Leg A — Are the primitives at the right level? Physics-proper QG requires primitives derived from the substrate the candidate commits to. "Information," "substrate," "field" have to do specific structural work — not stand in for missing derivation. If the candidate's primitives are operationally defined or asserted, the physics-proper claim is unsupported.

Leg B1 — Does the work operate at the QM+GR level? Physics-proper QG requires a quantum object (field, state, operator algebra), a curved-spacetime evolution, and a probability or flux structure. B1 cannot be evaded by self-categorisation. Big Bang dynamics, Hubble tension, Hawking radiation, and inflation are intrinsically QM+GR; a work addressing any of these inherits B1 from what it explains. "Effective model" and "boundaries where standard description fails" framings do not relieve B1 when the phenomena require QM+GR machinery.

Leg B2 — Is the work correctly positioned relative to established physics? A candidate claiming to be deeper than the SM must recover SM gauge group, chirality, fermion spectrum, generations, and electroweak masses where the SM is empirically established, or honestly defer the recovery. Treating the SM as primitive while claiming to derive what's beneath it is the category-mismatch B2 catches.

Closure comes in three modes — reaches ground, honest deferral, or dissolution of the presupposed question. Dissolution is the strongest: the framework derives that the question presupposed structure that doesn't exist past a derived boundary, so the question stops applying.

Categorical failure modes the framework catches

Theory-construction claiming physics-proper. String theory's empirical anchoring is open (10^500 vacua, no SM-yielding compactification identified). Admissible as theory-construction; inadmissible at the physics-proper category claimed.

Theory-construction failing all three lenses. LQG quantizes geometry without deriving why geometry is the quantization target (A). Semiclassical limit unresolved after four decades (B1). Matter content not addressed (B2). Admissible as theory-construction with interesting math; not at the physics-proper category claimed.

Mathematics passing, physics failing. AdS/CFT is a well-posed mathematical conjecture (admissible as theory-construction). Deployed as physics-proper QG — substrate isn't reality (A fails), regime isn't our universe (B1 fails), boundary theory isn't the SM (B2 fails). The deployment is what makes the work a physics claim, and the deployment isn't anchored.

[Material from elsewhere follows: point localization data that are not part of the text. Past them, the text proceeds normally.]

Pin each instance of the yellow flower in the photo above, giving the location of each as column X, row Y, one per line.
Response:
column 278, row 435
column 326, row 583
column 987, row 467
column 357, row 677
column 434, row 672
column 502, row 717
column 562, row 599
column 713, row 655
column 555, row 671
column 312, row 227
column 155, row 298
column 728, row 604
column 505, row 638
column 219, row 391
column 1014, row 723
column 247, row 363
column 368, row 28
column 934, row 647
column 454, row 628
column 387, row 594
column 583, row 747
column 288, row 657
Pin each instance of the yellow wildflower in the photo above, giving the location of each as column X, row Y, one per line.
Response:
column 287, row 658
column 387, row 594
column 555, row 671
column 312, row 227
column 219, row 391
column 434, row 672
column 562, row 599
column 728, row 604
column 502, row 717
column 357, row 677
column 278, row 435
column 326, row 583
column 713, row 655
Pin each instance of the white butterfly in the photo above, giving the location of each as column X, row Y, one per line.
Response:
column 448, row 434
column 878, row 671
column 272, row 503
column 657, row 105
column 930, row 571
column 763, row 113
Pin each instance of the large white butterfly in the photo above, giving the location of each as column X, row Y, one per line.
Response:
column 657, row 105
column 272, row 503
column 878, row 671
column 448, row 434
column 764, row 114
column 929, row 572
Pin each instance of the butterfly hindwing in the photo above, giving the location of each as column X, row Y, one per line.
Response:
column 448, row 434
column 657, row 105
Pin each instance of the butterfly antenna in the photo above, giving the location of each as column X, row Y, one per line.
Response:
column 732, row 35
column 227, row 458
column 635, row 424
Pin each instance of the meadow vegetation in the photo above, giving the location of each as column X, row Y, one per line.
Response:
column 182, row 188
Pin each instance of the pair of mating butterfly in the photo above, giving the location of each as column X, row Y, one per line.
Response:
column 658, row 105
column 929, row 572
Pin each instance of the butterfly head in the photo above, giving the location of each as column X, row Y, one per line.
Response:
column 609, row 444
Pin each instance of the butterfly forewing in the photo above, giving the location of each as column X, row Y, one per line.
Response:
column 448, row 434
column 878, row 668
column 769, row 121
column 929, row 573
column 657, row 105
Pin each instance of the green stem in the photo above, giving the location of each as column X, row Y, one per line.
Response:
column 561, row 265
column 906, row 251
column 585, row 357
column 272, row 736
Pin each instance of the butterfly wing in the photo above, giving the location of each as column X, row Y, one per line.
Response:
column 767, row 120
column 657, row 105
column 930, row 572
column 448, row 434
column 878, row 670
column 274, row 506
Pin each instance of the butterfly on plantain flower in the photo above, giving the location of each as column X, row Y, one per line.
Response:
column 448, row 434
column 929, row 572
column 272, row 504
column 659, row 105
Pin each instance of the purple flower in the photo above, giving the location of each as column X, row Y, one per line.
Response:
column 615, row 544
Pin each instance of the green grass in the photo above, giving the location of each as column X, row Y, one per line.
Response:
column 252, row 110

Effective phenomenology claiming derivation. A 2026 cosmology paper claims one signed coupling explains DM, DE, inflation, and BH information paradox. Components operationally defined (A fails), classical dynamics with no quantum structure (B1 fails), SM treated as primitive labeled "resolved" (B2 fails). Three-leg fail at the claimed category. The same work as honest theory-construction would be admissible.

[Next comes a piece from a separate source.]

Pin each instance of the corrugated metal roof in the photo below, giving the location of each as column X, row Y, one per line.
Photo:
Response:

Physics-proper claim with full decomposition. Wave Relativity (Tan 2026) derives from three empirical anchors through self-consistency to one master equation (A closes). Dissolves the sub-Planck QM-in-curved-spacetime question because matter wave and metric are derived as aspect-projections of a single field Ψ (B1 closes via dissolution). Recovers SM gauge group, fermion spectrum, generations, and electroweak masses at tree level, with precision residue named (B2 closes with honest deferral). The contrast case for what passing at the physics-proper category looks like.

Operating notes

The framework runs at the level the work claims. A program claiming to address QG problems is evaluated on B1 and B2 even if it never enters those levels — that is the failure.

The diagnostic value is in seeing which component fails which lens, not in averaging. Component-level decomposition lets the reader see specifically what is and isn't working.

Passing is not endorsement. Failing is not refutation. The framework tells you what kind of work the claim actually is, and whether the work is in the category it claims. The next filters (empirical adequacy, predictive power, parsimony) follow after admissibility, not instead of it.